Aryl hydrocarbon receptor-mediated apoptosis of neuronal cells: a possible interaction with estrogen receptor signaling.

Activation of aryl hydrocarbon receptors (AhRs) induces neuronal damage, but the mechanism by which this occurs is largely unknown. This study evaluated the effects of an AhR agonist, beta-naphthoflavone, on apoptotic pathways in mouse primary neuronal cell cultures. beta-Naphthoflavone (0.1-100 micronhanced caspase-3 activity and lactate dehydrogenase (LDH) release in neocortical and hippocampal cells. These data were supported at the cellular level with Hoechst 33342 and calcein AM staining. alpha-Naphthoflavone inhibited the action of beta-naphthoflavone, thus confirming specific activation of AhRs.
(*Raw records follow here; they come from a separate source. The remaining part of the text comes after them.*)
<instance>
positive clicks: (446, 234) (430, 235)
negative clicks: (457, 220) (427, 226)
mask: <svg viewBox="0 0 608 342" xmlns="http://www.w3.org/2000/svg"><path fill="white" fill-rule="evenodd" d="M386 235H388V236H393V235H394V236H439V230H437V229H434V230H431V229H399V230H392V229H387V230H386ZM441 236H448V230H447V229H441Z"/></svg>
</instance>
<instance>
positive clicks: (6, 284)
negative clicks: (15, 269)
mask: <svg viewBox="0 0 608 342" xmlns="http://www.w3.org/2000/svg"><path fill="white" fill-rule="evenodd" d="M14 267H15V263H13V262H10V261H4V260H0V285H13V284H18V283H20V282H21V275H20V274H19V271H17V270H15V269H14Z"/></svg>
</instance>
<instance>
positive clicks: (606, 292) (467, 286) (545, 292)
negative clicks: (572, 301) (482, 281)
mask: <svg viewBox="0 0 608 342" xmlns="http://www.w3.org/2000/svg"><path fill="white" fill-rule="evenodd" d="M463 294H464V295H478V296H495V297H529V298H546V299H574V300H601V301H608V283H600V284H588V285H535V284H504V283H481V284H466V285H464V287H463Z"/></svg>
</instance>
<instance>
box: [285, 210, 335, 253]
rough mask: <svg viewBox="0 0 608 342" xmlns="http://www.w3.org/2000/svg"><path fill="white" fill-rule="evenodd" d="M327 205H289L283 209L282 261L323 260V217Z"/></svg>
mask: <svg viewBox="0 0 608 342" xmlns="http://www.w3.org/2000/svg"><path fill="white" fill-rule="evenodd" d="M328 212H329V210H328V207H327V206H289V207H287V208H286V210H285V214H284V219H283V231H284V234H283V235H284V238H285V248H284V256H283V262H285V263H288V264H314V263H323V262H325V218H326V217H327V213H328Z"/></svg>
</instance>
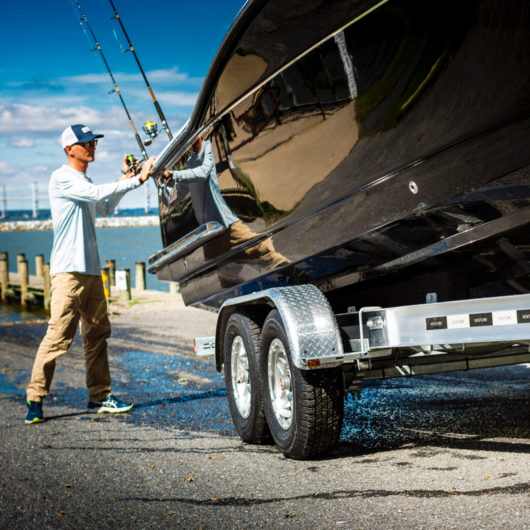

A high-affinity estrogen receptor (ER) antagonist, ICI 182,780, and a selective estrogen receptor modulator (SERM), tamoxifen, enhanced beta-naphthoflavone-mediated apoptosis. Another SERM, raloxifene, and an ERalpha antagonist, methyl-piperidino-pyrazole, did not affect beta-naphthoflavone-induced caspase-3 activity. However, they inhibited beta-naphthoflavone-induced LDH release at a late hour of treatment, thus suggesting delayed control of AhR-mediated neuronal cell death. The apoptotic effects of beta-naphthoflavone were accompanied by increased levels of AhRs, and these receptors colocalized with ERbeta as demonstrated by confocal microscopy. These data strongly support apoptotic effects of AhR activation in neocortical and hippocampal tissues. Moreover, this study provides evidence for direct interaction of the AhR-mediated apoptotic pathway with estrogen receptor signaling, which provides insight into new strategies to treat or prevent AhR-mediated neurotoxicity.